ASDは約100人に1人いると報告されています。男性の方が発生頻度は高く、女性の4倍といわれています。女性の場合は知的障害を伴うことが多いですが、知的障害を伴わない女性は社会的困難の現れが目立たないため、過少評価されている可能性もあります。

ASDの原因はまだ特定されていません。しかし、遺伝的な要因が複雑に関与して起こる生まれつきの脳の機能障害であると考えられています。胎内環境や周産期のトラブルなどが関係している可能性もありますが、親の育て方によるものではありません。

参考:厚生労働省 生活習慣病予防のための健康情報サイト e-ヘルスネット『ASD(自閉スペクトラム症、アスペルガー症候群)について』

ASDの治療方

ASDは生まれもった脳の働き方によるものであり、現代の医学では根本的な治療はできません。しかし、かんしゃくや多動、睡眠障害といった個別の症状は薬で軽減することが可能です。また、個々の発達ペースに合った療育・教育的な対応をすることで、生活を安定させることもできます。

子どもの場合は地域の児童発達支援放課後等デイサービスなどの施設を利用し、専門家と親が協力し成長を見守ります。成人の場合は対人技能訓練やデイケアなどのリハビリテーションを行っている施設を利用できます。ASDの治療においては、周囲の人や専門家が連携し環境整備をすることも大切だと言えます。

参考:厚生労働省『障害児支援施策』
参考:厚生労働省 生活習慣病予防のための健康情報サイト e-ヘルスネット『ASD(自閉スペクトラム症、アスペルガー症候群)について』

配慮の仕方

ASDの人は対人関係や環境適応に困難を持っているため、本人が暮らしやすいように周囲の人が配慮することも大切です。たとえば、ASDの人はあいまいな表現を理解するのが苦手なので、言葉で伝えるときは短い文で具体的な手順を説明するようにします。言葉で見るよりも目で見た方が理解しやすい人も多いので、写真や絵、モデルを使うのも良いでしょう。善悪やルールを教えるときには、注意したり叱ったりするだけではどうすればいいかわからないので、具体的にどうするべきなのかを簡潔に伝えます。

また、ASDの人の中には音や光、肌触りなどの刺激を苦手とする人も多くいます。刺激による不快感を大きくしないよう、安心できる環境を整えることも大切です。パニックを起こす場合もありますが、叱ったり手伝ったりすると逆に興奮させる可能性があります。少しの時間待つことで早く混乱から抜け出せることもあるので、温かく見守ることも大切です。

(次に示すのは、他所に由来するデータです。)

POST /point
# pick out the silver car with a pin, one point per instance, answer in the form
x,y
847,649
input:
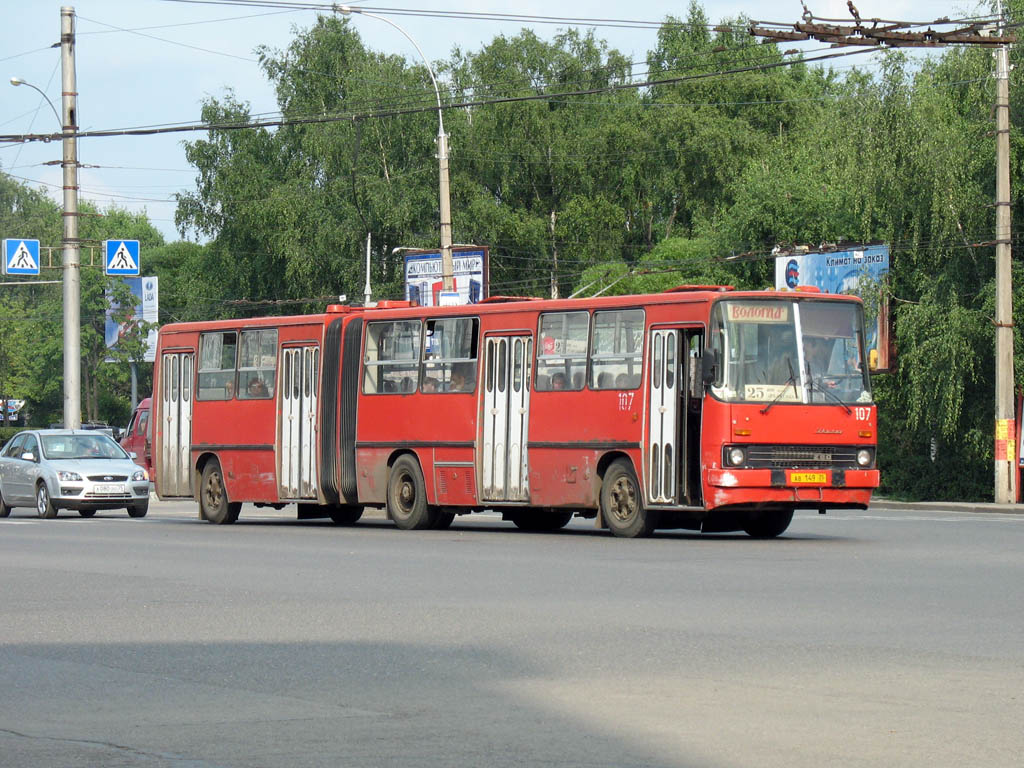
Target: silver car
x,y
52,469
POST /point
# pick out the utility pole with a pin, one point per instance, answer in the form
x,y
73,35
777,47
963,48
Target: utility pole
x,y
72,260
1006,475
879,33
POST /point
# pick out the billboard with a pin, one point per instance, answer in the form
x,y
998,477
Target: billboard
x,y
424,282
851,270
146,291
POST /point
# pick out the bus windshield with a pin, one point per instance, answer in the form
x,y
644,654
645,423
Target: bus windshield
x,y
790,351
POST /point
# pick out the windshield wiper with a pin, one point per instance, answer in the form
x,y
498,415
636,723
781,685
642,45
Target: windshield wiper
x,y
793,381
823,390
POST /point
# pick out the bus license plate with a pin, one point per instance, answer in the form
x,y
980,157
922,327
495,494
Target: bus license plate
x,y
808,478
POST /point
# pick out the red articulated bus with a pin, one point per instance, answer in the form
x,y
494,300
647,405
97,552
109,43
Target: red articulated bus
x,y
700,408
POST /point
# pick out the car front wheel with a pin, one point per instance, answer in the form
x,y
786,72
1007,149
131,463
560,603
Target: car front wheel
x,y
44,505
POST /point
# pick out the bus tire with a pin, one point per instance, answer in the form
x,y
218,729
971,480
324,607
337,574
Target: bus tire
x,y
213,497
541,522
345,514
769,523
407,496
622,503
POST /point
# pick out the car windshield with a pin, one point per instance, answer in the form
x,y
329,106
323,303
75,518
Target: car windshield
x,y
81,446
790,351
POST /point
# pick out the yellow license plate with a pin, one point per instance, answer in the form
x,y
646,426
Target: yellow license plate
x,y
809,478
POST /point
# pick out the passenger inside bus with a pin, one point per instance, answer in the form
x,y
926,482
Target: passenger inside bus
x,y
781,357
460,382
257,388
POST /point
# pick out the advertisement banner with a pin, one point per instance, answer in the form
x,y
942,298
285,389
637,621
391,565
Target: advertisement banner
x,y
858,270
146,291
424,283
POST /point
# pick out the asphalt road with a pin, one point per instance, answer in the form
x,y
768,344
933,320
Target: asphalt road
x,y
858,639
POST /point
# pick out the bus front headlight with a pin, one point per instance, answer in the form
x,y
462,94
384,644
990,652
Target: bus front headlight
x,y
736,456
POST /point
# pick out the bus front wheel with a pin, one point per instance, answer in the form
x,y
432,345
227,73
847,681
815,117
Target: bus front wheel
x,y
407,496
622,503
213,497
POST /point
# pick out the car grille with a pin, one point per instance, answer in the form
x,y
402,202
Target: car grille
x,y
794,457
93,495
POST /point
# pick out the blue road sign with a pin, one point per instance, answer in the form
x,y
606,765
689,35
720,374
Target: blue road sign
x,y
20,256
121,257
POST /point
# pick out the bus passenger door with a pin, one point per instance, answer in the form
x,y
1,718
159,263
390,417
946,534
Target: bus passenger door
x,y
174,474
667,381
505,474
297,398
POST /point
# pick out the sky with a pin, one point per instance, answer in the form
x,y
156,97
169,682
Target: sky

参考:厚生労働省 政策レポート『発達障害の理解のために』
参考:厚生労働省 精神・発達障害者しごとサポーター 養成講座『発達障害の特性(代表例)』
参考:政府広報オンライン『発達障害って、なんだろう?』

まとめ

ASDとは生まれつきの脳の機能障害によるものであり、対人関係やコミュニケーション、環境適応などにおいて苦手なことや困難を抱える発達障害のひとつです。見た目では障害があることが分からないことも多いため、周囲から誤解されることも多いですが、本人の努力不足や育て方によるものではありません。ASDの人やその家族が暮らしやすい環境を作るために、特性や配慮の仕方などを正しく理解しておきましょう。